5. The Plaintiff saw Dr. Ellowitz a few months later, in early September, with persistent right wrist pain and a painful left knee that swelled after use and interfered with work activities. Upon examination the Plaintiff's right wrist was swollen and was somewhat painful with movement. His left knee was tender with minimal swelling. The doctor diagnosed slowly improving tendonitis in the Plaintiff's right wrist for which he again recommended therapy. (The Plaintiff had yet to attend.) He also diagnosed left knee derangement.

6. An MRI taken of the Plaintiff's left knee revealed substantial injury. Abnormalities included a complex meniscus tear, various other tears, and a range of milder ligament strain, degeneration, and effusion. There was also the possibility of a small loose body in the knee. The Plaintiff did not return to Dr. Ellowitz thereafter, and he pursued no further joint or knee treatment.

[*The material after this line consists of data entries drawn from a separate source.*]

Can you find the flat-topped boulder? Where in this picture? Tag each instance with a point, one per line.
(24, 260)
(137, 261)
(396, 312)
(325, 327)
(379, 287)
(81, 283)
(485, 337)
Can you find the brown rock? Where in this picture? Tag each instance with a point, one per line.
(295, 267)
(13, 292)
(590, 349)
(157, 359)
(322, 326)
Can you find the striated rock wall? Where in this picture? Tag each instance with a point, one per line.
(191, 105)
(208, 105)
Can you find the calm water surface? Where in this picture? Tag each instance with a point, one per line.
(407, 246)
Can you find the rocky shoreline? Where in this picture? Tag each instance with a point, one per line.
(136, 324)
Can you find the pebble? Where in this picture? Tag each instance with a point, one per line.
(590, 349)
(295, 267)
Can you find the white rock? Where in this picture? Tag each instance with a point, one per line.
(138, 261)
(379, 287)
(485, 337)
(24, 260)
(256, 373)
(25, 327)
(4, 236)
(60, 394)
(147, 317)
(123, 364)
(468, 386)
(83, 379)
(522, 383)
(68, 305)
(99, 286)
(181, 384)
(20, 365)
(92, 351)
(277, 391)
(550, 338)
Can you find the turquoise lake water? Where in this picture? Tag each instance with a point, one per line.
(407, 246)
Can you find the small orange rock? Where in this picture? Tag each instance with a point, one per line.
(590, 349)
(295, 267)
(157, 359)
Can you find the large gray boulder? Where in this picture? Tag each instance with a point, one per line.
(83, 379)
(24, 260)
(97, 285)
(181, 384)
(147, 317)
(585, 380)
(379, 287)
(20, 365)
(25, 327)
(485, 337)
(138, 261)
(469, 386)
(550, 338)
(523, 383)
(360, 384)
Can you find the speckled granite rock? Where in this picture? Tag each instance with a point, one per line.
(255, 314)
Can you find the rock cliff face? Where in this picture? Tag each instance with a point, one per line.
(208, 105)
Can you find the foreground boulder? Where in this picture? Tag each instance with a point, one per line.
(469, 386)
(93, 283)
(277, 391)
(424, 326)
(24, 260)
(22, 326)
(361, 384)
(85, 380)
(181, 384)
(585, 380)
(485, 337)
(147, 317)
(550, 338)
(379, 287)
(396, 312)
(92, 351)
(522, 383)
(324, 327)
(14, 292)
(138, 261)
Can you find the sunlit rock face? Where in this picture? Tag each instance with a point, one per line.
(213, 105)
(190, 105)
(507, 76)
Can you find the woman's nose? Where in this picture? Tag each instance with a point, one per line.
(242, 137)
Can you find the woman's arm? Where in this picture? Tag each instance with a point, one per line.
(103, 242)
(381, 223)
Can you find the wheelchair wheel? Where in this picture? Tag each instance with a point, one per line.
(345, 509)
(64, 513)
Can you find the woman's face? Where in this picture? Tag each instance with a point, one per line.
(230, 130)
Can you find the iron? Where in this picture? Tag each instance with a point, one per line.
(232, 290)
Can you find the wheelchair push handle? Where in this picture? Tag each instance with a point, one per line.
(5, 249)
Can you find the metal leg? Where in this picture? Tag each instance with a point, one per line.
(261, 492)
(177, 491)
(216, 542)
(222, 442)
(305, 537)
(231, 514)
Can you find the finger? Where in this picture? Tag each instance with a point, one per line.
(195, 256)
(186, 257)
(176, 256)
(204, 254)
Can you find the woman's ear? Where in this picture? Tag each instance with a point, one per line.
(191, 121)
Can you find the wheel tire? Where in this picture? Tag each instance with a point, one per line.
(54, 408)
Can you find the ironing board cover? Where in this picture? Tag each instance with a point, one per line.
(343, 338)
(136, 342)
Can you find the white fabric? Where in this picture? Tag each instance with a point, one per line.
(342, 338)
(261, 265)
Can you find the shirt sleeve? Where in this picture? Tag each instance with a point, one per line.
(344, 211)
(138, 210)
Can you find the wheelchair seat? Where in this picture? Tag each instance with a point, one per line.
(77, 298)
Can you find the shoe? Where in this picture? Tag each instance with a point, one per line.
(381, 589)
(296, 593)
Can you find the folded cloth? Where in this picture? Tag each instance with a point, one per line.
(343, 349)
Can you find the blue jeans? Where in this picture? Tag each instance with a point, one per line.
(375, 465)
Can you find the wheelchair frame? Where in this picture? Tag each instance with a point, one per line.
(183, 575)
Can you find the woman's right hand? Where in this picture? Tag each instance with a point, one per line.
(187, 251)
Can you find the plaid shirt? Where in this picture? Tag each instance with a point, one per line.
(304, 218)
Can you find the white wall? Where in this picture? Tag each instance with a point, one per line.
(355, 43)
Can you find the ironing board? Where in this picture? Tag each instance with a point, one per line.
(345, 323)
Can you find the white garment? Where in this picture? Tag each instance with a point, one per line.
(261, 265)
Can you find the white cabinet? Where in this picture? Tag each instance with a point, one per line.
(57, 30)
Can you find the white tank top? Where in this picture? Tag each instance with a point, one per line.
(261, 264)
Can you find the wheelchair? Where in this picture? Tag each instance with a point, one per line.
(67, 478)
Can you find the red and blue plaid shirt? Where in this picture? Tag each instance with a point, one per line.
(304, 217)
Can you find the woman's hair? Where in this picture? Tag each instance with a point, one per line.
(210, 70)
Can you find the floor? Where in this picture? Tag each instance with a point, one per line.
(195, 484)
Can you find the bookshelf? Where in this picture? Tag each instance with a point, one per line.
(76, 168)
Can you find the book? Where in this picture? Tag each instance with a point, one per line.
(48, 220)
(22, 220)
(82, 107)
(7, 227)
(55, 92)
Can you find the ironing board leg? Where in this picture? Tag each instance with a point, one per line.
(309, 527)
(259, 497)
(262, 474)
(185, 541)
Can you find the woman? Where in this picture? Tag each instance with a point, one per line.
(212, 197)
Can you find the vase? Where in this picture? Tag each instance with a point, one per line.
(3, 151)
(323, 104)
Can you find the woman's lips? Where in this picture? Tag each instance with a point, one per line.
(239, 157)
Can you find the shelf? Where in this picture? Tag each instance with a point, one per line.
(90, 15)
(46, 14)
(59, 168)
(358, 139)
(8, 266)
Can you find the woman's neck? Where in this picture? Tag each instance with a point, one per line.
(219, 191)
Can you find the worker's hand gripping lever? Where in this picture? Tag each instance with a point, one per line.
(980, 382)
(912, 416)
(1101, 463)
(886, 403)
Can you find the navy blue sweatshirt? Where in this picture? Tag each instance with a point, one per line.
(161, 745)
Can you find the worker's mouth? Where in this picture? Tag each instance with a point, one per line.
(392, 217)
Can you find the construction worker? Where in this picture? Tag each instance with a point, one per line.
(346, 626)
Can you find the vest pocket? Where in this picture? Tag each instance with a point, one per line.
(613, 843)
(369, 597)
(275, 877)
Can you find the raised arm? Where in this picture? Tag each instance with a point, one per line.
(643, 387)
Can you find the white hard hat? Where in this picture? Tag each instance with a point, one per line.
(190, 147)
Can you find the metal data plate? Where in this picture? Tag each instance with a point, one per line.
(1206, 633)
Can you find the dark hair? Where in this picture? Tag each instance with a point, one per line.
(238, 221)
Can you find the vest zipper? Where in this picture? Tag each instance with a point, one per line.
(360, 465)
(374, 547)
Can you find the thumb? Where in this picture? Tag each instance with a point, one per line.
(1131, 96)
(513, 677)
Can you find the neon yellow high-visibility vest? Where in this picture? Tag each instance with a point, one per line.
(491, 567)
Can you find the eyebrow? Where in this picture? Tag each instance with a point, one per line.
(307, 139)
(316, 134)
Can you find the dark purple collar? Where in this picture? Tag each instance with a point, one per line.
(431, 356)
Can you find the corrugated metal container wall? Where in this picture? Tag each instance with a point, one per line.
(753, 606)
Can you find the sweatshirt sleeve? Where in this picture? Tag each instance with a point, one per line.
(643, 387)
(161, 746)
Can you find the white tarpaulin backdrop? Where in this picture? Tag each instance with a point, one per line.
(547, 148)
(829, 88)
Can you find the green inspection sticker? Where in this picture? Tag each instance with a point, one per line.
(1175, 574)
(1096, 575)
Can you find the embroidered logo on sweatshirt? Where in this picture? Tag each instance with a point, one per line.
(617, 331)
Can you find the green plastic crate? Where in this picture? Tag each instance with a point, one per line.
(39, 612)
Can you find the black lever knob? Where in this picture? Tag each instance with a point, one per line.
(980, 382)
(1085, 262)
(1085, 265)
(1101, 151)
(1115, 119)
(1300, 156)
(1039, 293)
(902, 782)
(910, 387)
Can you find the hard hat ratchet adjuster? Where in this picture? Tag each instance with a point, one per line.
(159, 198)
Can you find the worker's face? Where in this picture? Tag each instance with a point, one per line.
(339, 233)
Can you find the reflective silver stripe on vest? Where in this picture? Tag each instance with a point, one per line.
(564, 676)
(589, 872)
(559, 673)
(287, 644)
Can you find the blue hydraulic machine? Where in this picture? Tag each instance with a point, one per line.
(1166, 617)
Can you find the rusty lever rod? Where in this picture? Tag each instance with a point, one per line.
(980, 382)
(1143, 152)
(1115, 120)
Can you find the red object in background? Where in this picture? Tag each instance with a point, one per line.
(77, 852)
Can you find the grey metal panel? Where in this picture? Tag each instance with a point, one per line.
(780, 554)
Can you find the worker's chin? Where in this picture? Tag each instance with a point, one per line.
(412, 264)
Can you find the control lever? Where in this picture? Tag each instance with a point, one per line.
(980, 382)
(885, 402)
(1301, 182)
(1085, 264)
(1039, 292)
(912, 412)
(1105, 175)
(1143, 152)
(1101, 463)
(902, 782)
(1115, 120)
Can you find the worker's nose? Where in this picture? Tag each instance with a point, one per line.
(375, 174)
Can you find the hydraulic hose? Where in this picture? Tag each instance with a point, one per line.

7. Around this time the focus of treatment turned to the Plaintiff's diabetes. In September 2004 the Plaintiff's blood sugar was so high that Dr. Hamilton's staff advised him to go to the hospital. In August 2005 the Plaintiff switched care to the 7th Avenue Clinic. He had run out of medication, and his hypertension and diabetes were uncontrolled. The Plaintiff also complained of ankle and left knee pain over the prior several weeks. That December and again in March 2006 the clinic described the Plaintiff's hypertension and diabetes as uncontrolled and his medication use as non-compliant. However the Plaintiff reported no further pain complaints.